Re: Continous scsi reset in L 2000 with sc10

Hi,

It was good to hear HP resolved your SCSI problem. But I have a small concern with your system. As other guys suggested your system logged an EMS memory monitor event.

It is not a SCSI or disk error events and some memory error events. Here is the description of the /system/events/memory.

It may be the memory single bit error, but I would suggest you anyway check the error detail by using command, /opt/resmon/bin/resdata -R 89849863 -r /system/events/memory/8 -n 89849857 -a

*** MONITOR /system/events/memory:
System Memory Monitor

This resource monitors events for system memory. Event monitoring
requests are created using the Monitoring Request Manager. Monitoring
requests to detect changes in device status are created using the
Peripheral Status Monitor (psmmon(1m)) and Event Monitoring Service (EMS).

For more information see the monitor man page, (dm_memory(1m)).

I hope this helps to prevent future hardware problem.
Binukuttan VM_1
Frequent Advisor

Re: Continous scsi reset in L 2000 with sc10

Hi all,

So i have to suspect the server memory. The EMS monitoring system logs says it is a single bit memory error.

Please tell, when i ran STM, it didn't logged any errors and not showing any HPMC error ???

CAn i suspect any disks in SC10 or SC10 Backplane.
awaiting your valuable reply....

thanks in advace and regds
Binu
Ranjith_5
Honored Contributor
Solution

Re: Continous scsi reset in L 2000 with sc10

Hi Binukkutta,

lbolt error on SC10 is a known problem. This happens normally when there is a disk firmware mismatch. If any disks are replaced on this JBOD recently, problem might have been started from this period because of a different firmware version on newly replaced drive.

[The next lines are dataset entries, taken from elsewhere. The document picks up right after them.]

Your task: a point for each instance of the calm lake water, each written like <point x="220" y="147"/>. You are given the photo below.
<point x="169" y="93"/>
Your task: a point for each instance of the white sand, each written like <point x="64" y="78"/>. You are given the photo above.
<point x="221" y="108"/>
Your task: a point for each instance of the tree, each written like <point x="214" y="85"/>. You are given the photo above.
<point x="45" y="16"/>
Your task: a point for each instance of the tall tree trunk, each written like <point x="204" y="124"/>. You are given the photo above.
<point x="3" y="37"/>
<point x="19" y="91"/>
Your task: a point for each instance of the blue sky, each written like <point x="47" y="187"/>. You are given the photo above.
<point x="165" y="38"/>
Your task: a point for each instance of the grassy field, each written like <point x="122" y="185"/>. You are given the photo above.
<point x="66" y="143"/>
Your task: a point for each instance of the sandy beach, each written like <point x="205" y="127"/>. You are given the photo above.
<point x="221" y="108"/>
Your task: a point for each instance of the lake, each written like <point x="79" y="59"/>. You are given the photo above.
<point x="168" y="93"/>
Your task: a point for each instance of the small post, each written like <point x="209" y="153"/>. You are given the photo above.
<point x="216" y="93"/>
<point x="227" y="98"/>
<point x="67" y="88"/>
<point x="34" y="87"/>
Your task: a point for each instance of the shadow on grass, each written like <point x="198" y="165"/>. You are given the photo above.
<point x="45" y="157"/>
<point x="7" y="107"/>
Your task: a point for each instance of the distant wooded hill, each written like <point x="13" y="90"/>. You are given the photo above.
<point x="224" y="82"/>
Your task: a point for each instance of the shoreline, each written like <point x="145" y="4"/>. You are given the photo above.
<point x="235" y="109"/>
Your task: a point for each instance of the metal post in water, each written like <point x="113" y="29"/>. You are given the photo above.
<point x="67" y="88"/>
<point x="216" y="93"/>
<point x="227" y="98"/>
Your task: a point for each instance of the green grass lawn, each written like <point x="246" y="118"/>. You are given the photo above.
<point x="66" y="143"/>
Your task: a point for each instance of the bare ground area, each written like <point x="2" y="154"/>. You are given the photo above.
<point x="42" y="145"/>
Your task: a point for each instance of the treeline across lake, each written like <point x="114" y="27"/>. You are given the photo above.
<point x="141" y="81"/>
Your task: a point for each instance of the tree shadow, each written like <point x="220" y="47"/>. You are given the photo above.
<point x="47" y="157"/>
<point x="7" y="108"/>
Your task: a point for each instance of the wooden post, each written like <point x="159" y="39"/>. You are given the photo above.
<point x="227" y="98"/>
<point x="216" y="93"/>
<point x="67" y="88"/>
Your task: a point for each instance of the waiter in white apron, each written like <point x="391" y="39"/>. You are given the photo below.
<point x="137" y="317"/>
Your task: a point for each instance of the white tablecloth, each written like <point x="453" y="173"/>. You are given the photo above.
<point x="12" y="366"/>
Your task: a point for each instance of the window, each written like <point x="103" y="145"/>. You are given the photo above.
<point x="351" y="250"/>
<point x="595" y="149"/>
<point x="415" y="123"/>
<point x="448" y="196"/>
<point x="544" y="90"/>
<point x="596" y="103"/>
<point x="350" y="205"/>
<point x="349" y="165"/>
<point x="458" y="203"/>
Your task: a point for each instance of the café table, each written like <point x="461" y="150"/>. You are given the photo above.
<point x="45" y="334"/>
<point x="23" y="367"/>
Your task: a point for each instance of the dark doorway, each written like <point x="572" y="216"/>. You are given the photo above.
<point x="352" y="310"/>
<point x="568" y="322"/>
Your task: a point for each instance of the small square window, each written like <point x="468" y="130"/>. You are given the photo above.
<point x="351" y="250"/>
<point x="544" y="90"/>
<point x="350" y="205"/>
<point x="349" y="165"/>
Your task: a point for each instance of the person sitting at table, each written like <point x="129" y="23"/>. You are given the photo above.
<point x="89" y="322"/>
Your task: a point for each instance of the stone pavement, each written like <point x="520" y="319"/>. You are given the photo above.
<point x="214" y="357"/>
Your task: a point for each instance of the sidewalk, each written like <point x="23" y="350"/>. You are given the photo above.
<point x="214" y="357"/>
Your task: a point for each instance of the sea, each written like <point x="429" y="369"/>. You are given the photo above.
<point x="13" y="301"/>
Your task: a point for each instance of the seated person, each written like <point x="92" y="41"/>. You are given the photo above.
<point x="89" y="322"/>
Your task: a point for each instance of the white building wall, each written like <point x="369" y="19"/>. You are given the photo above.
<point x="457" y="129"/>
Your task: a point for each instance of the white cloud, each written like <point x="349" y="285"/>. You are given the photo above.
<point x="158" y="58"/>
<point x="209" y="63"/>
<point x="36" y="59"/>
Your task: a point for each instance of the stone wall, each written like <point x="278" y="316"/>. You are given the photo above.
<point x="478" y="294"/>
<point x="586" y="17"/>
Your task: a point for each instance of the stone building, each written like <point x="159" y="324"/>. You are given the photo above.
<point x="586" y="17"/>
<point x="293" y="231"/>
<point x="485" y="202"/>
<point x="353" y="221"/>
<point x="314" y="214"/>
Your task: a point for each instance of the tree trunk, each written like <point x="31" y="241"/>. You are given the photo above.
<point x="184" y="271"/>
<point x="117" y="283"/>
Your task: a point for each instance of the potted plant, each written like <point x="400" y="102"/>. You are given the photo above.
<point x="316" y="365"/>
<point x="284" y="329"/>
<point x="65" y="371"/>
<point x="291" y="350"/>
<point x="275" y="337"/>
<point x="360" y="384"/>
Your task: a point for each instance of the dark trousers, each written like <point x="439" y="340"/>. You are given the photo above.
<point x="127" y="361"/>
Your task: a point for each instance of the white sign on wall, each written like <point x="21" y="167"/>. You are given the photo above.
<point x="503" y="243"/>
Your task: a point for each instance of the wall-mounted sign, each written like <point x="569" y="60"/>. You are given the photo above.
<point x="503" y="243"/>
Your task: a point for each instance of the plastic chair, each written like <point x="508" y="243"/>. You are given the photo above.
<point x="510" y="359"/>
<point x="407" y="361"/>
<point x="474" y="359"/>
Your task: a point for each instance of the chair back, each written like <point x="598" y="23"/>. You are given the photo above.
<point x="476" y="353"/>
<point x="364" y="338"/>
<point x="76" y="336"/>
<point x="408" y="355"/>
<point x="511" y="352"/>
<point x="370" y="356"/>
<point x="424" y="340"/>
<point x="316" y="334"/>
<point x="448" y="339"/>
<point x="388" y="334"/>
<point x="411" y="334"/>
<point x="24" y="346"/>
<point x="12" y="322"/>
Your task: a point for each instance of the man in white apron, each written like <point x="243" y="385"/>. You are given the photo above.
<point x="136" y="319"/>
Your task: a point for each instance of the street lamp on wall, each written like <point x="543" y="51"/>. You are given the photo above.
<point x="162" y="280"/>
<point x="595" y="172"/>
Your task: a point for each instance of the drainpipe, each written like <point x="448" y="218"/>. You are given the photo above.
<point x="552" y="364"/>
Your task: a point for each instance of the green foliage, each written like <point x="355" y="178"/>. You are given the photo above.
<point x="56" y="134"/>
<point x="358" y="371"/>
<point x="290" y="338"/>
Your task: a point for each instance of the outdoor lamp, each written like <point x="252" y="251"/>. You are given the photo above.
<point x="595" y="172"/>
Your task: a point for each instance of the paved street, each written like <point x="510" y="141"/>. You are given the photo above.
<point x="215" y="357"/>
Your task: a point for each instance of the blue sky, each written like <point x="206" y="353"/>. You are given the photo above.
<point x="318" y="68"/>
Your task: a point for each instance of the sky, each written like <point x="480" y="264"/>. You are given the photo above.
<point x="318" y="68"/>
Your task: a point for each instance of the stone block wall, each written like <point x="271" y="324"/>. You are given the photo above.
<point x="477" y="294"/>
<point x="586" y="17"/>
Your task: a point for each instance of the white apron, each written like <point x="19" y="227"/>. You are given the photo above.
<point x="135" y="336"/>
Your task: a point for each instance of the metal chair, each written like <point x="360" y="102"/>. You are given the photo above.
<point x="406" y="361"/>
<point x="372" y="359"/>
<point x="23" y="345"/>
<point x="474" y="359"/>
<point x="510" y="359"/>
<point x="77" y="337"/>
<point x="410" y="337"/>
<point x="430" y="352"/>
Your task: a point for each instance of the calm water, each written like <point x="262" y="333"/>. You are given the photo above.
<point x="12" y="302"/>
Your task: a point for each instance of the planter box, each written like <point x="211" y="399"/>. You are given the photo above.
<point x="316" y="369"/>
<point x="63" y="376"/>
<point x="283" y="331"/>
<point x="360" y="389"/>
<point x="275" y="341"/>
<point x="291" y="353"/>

To find the firmware version of hard disk I do

mstm --> Select the disk drive --> ( On the menu bar go to ) Tools --> Firmware Update --> Info.


This will display the FW version of your disk. Make sure that all the disks are having the same firmware version. If not you need to update the firmware version to make it matching with other disks.

But..See this is a very very risky process. You can even loss all your data if we are not doing properly. Best method is to get a similar disk which is having the same firmware version and replace it else you can ask HOTRC to do this for u. Make sure that all the disk are having the same part number too. There are a a lot of things needs to be considered before updating disk firmware. As mentioned consult HOTRC/IRC.

Before doing any activity take 2 sets of full backups including ignite and verify the backups.

Reply with your observations.

Regards,
Syam
mits
Respected Contributor

Re: Continous scsi reset in L 2000 with sc10

Hi,

Memory single bit error does not relate to the SCSI error. It is another problem. But the system should be able to recover the memory data since it is correctable error. I am not sure what log you checked with the STM. Do you mean there was no memory error entry in the memory error log or the PDT? And there should not be the HPMC since the single bit memory error is LPMC. You can follow the EMS message how you should deal with your memory error. If you have any concern on your memory error, you can contact HP support center.